Scientific classification
- Kingdom: Animalia
- Phylum: Chordata
- Class: Chondrichthyes
- Subclass: Elasmobranchii
- Division: Selachii
- Order: Squatiniformes
- Family: Squatinidae
- Genus: Squatina
- Species: S. australis
- Binomial name: Squatina australis Regan, 1906

= Australian angelshark =

- Genus: Squatina
- Species: australis
- Authority: Regan, 1906
- Conservation status: LC

Species of shark

The Australian angelshark (Squatina australis) is a species of angelshark, family Squatinidae, found in the subtropical waters of southern Australia from Western Australia to New South Wales between latitudes 18°S and 41°S, at depths down to 255 m. Its length is up to 1.52 m. Reproduction is ovoviviparous, with up to 20 pups in a litter.

==Description==
The Australian angelshark has a broad, vertically compressed body and large triangular pectoral fins with free trailing flaps. The snout has fringed barbels beside the nostrils and a pair of spiracles. Each of these is set at a distance from the eye of about one and a half times the diameter of the eye. There are two small dorsal fins set far back and the tail fin is small. The maximum length is about 152 cm and this shark has no large eyespots on the body. Male individuals are fully mature at around 800 mm total length.

==Distribution and habitat==
The Australian angelshark is native to the continental shelf of southern Australia being found along the coasts of Western Australia, South Australia, Victoria, Tasmania and New South Wales at depths down to about 130 m. It is usually found on sandy or muddy seabeds and in seagrass meadows, often close to rocky reefs.

==Behaviour==
The Australian angelshark lies semi-submerged in the sediment on the seabed during the day, eating anything that comes too close. It emerges at night to actively seek out prey. Its diet consists of small fish, crustaceans and other invertebrates.

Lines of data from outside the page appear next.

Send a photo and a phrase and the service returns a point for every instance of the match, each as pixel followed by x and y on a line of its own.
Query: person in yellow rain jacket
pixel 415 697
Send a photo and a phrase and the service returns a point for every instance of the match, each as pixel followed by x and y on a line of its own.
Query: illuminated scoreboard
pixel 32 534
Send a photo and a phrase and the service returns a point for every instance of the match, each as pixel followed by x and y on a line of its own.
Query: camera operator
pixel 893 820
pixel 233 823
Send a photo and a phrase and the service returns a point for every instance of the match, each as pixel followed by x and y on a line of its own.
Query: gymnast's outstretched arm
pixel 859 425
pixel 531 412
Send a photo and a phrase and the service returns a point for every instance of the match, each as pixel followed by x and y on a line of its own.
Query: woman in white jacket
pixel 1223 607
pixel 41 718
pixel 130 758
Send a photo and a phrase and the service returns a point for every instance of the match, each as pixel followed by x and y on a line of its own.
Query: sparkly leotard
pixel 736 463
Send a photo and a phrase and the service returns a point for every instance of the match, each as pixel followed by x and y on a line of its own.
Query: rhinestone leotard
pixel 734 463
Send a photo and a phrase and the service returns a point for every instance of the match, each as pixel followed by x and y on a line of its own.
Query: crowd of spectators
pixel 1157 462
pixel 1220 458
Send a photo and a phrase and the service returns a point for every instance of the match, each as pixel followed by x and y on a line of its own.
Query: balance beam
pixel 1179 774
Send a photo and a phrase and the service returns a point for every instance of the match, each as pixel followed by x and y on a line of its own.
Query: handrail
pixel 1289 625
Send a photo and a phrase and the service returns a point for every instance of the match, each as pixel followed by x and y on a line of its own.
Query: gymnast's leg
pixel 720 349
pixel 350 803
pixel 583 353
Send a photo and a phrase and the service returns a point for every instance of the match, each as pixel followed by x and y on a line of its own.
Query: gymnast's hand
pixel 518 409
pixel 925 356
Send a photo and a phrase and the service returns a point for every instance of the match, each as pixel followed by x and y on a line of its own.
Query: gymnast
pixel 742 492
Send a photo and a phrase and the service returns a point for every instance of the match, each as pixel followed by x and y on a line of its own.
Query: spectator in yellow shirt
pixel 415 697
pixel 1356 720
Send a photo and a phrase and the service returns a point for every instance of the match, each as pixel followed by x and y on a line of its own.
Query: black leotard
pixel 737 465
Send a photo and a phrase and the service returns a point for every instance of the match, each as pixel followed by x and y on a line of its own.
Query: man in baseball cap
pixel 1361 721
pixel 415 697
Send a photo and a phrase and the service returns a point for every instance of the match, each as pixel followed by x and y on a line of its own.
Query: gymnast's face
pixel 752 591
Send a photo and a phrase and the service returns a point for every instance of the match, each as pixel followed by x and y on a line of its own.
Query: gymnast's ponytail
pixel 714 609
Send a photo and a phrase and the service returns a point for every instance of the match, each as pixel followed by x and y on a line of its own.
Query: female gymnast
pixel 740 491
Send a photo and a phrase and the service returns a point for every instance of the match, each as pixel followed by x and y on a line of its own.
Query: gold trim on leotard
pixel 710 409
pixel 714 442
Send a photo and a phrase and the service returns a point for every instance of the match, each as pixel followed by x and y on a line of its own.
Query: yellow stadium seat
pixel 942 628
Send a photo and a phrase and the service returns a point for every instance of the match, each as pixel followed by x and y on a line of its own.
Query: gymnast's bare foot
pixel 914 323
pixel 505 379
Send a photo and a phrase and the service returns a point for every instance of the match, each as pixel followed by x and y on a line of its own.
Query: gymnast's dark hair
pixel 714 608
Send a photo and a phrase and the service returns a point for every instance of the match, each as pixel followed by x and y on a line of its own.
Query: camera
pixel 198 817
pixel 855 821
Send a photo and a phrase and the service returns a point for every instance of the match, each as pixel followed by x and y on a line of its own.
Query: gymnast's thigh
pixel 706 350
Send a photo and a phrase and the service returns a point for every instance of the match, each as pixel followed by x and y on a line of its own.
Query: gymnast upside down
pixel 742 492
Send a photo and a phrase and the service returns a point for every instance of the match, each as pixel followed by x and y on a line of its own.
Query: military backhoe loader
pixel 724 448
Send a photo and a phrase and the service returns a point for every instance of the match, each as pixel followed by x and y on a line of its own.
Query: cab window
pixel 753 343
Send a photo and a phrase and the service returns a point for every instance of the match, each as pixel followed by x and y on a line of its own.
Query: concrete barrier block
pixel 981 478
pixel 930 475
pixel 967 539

This shark is ovoviviparous, retaining its developing embryos in its oviduct, with a litter of up to twenty young being born. Little is known of its breeding habits, but the closely related Pacific angelshark (Squatina californica) has a gestation period of about ten months.

==Status==
The Australian angelshark is listed by the IUCN in its Red List of Threatened Species as being of "Least Concern". This is because the population size is large and appears to be stable. The fish is used for food, being marketed under the name of "monkfish", but is not easily caught by line-fishing or netting because of its habit of lying immersed in the sediment but can be caught by dragging a trawl across the seabed.